EBS next asserts that the district court, in its Opinion, failed to view the evidence in the light most favorable to EBS, and contends that the court erred when it failed to give proper weight to the evidence presented. This contention is again contradicted by the Opinion, where the court observes that, “[e]ven viewing the record in favor of plaintiffs as the non-movants, no reasonable juror could reasonably conclude by a preponderance of the evidence that defendants violated s 2511.” Opinion at 605-06. The Opinion points out, as to EBS’s CFAA claim, that “plaintiffs have not even attempted to respond to the unobjected-to and unrebutted opinion stated by defendants’ forensic computer experts.” Id. After our independent consideration of the record and the Opinion, we are satisfied that the court viewed the evidence in the light most favorable to EBS and correctly concluded that no reasonable juror could find in EBS’s favor on the basis thereof. Although reasonable inferences must be drawn in favor of EBS as the nonmoving party, such inferences are required by law to “fall within the range of reasonable probability and not be so tenuous as to amount to speculation or conjecture.” Thompson Everett, Inc. v. Nat’l Cable Adver., L.P., 57 F.3d 1317, 1323 (4th Cir.1995). The district court correctly applied the controlling legal principles in this regard, and this contention of EBS is thus also without merit.

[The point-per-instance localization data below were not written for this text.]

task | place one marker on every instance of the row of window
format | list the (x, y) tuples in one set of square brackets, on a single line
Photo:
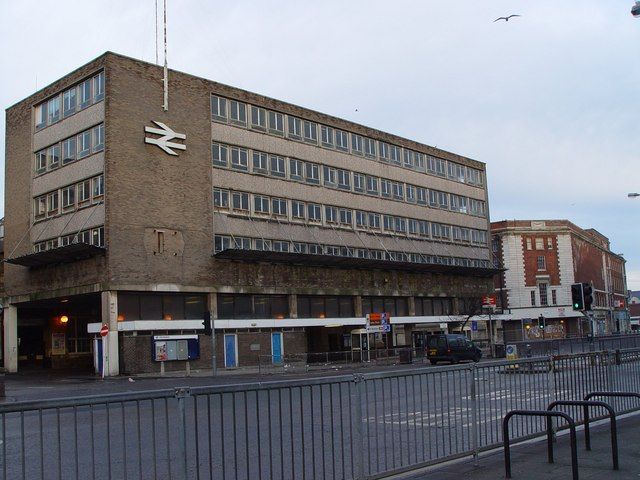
[(245, 306), (268, 121), (72, 100), (70, 149), (331, 216), (246, 160), (226, 242), (69, 198), (92, 236)]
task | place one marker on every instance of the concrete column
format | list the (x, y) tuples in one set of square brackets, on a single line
[(10, 334), (110, 318)]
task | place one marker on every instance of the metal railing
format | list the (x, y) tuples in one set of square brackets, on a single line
[(572, 345), (366, 425)]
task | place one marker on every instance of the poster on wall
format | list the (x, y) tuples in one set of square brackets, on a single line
[(58, 344)]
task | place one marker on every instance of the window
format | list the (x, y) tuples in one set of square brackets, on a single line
[(240, 201), (279, 206), (220, 198), (316, 306), (330, 214), (98, 186), (218, 108), (239, 159), (542, 265), (369, 148), (297, 209), (53, 154), (84, 144), (277, 166), (41, 206), (276, 123), (383, 148), (98, 86), (344, 179), (374, 221), (359, 182), (258, 118), (329, 176), (310, 132), (260, 162), (411, 194), (98, 138), (261, 204), (372, 185), (312, 173), (41, 161), (398, 191), (219, 155), (41, 116), (326, 134), (221, 242), (342, 140), (314, 212), (53, 110), (84, 191), (295, 128), (52, 204), (68, 150), (345, 216), (296, 169), (385, 188), (237, 112), (356, 144), (542, 287), (69, 102), (85, 93)]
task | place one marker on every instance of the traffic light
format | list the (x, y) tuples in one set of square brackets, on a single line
[(587, 295), (206, 323), (577, 296)]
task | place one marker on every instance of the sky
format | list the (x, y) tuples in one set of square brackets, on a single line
[(549, 100)]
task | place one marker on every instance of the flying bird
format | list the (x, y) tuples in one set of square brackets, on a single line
[(506, 19)]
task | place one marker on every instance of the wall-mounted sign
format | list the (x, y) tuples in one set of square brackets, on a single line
[(164, 142)]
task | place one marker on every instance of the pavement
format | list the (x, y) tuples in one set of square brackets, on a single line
[(529, 460)]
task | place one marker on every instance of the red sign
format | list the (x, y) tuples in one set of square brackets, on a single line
[(489, 300)]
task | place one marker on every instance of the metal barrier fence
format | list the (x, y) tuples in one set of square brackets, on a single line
[(565, 346), (366, 425)]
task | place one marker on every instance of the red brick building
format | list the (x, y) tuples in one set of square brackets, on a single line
[(542, 259)]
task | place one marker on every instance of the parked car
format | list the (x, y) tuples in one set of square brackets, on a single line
[(451, 348)]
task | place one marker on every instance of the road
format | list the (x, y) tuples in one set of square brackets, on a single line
[(292, 429)]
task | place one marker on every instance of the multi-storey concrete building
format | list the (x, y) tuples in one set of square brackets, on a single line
[(288, 225), (541, 260)]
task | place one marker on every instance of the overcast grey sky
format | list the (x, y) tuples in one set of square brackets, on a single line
[(549, 101)]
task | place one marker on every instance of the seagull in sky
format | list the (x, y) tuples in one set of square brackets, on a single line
[(506, 19)]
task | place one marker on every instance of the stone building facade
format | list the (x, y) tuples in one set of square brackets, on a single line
[(541, 260), (287, 225)]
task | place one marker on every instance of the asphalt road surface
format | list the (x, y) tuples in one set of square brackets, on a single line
[(323, 428)]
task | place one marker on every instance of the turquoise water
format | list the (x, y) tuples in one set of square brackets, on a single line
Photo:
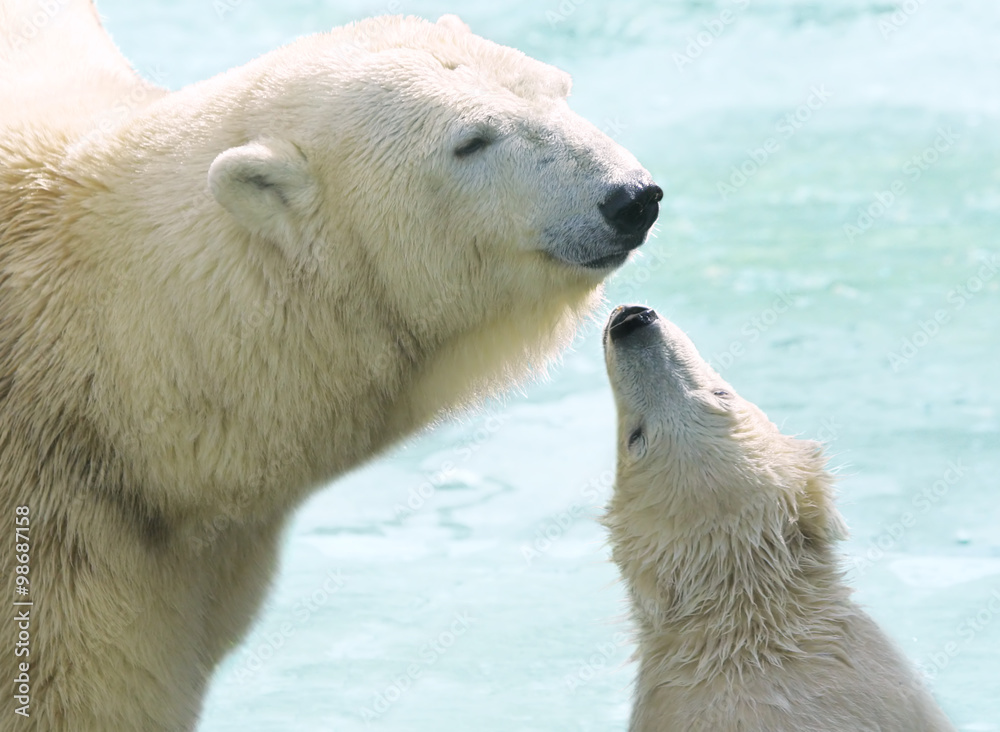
[(847, 279)]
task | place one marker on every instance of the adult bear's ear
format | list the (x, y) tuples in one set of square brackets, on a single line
[(267, 187)]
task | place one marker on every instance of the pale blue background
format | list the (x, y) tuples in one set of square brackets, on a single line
[(539, 645)]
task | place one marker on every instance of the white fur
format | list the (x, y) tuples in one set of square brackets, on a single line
[(724, 531), (241, 290)]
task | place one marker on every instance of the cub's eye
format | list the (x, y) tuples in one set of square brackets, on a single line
[(471, 145)]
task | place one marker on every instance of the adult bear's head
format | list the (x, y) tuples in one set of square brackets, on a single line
[(441, 172)]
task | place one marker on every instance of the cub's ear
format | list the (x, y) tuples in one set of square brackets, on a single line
[(267, 187), (455, 23)]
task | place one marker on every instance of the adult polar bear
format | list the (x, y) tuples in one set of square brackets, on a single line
[(244, 289)]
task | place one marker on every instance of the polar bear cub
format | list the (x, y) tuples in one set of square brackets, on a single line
[(724, 532)]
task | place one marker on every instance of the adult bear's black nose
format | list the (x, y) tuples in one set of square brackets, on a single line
[(631, 210)]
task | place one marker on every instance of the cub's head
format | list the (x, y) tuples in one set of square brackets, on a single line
[(450, 166), (696, 459)]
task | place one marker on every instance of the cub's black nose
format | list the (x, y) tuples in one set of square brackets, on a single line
[(631, 210), (627, 319)]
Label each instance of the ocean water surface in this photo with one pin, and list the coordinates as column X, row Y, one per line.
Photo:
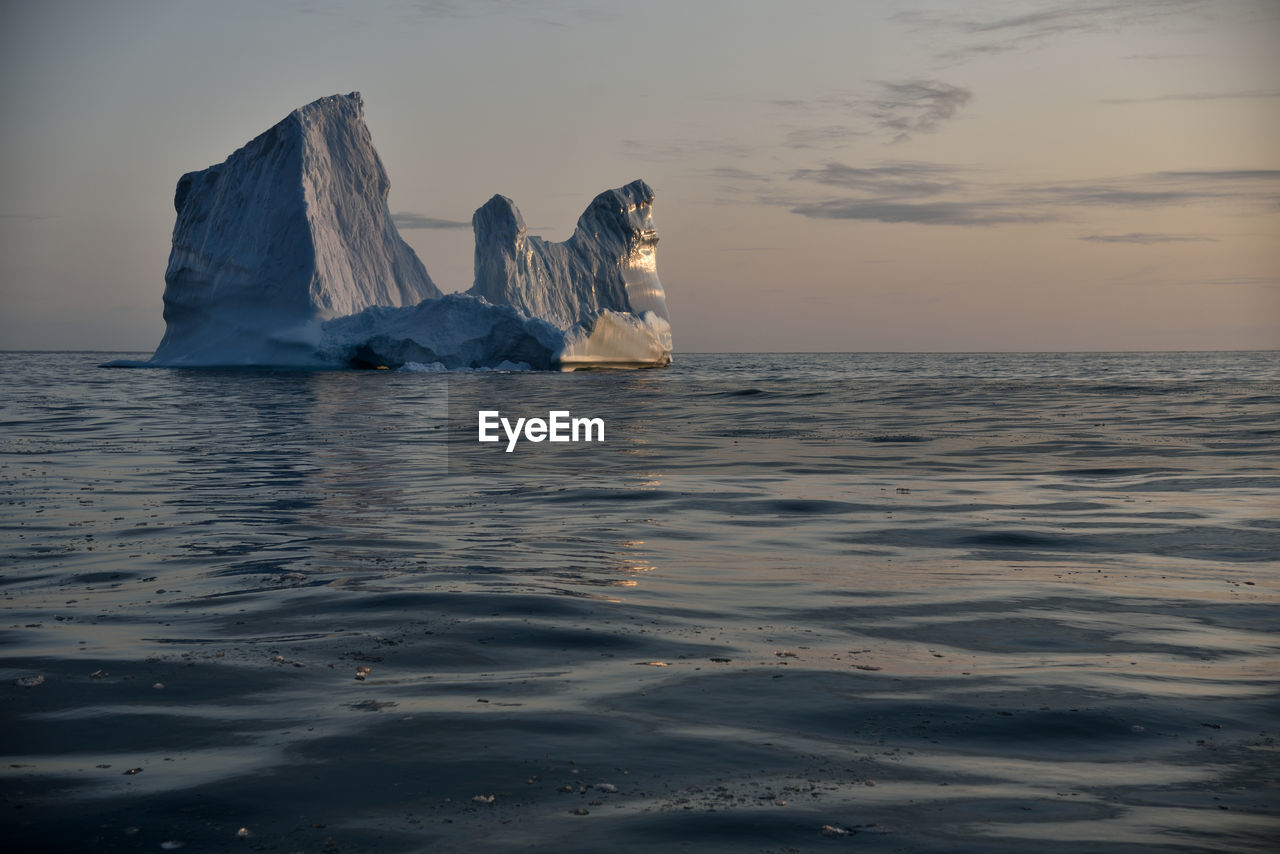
column 794, row 602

**4 Finally, EBS contends that the district court made credibility determinations in its Opinion that are inappropriate for a summary judgment proceeding. Specifically, EBS asserts that the court erred when it observed, by footnote, that emails sent by EBS contained “harsh language” and “sarcasm,” when it stated that EBS did not “accurately set forth the date on which plaintiffs’ interns first exercised dominion and control over plaintiffs’ computers,” and when it observed that an intern resisted BI4CE’s attempts to depose him “apparently with plaintiffs’ acquiescence.” Opinion at 603-04 n. 6, 604-05 n. 9. EBS is correct, of course, that credibility determinations by a trial court are not permissible in a summary judgment proceeding. See Anderson v. Liberty Lobby, Inc., 477 U.S. 242, 255, 106 S.Ct. 2505, 91 L.Ed.2d 202 (1986) (noting that “[c]redibility determinations, the weighing of evidence, and the drawing of legitimate inferences from the facts are jury functions, not those of a judge, whether he is ruling on a motion for summary judgment or for a directed verdict”). Contrary to this contention, however, the Opinion does not reflect that the district court made any such credibility determinations. Moreover, the court did not rest its award of summary judgment to BI4CE on the specified footnotes, but instead*256 on the failure of EBS to demonstrate a dispute of material fact on the ECPA and CFAA claims. As a result, this final contention is also rejected.
Pursuant to the foregoing, we are unable to identify any reversible error made by the district court in its disposition of this case, and we thus affirm its award of summary judgment to BI4CE.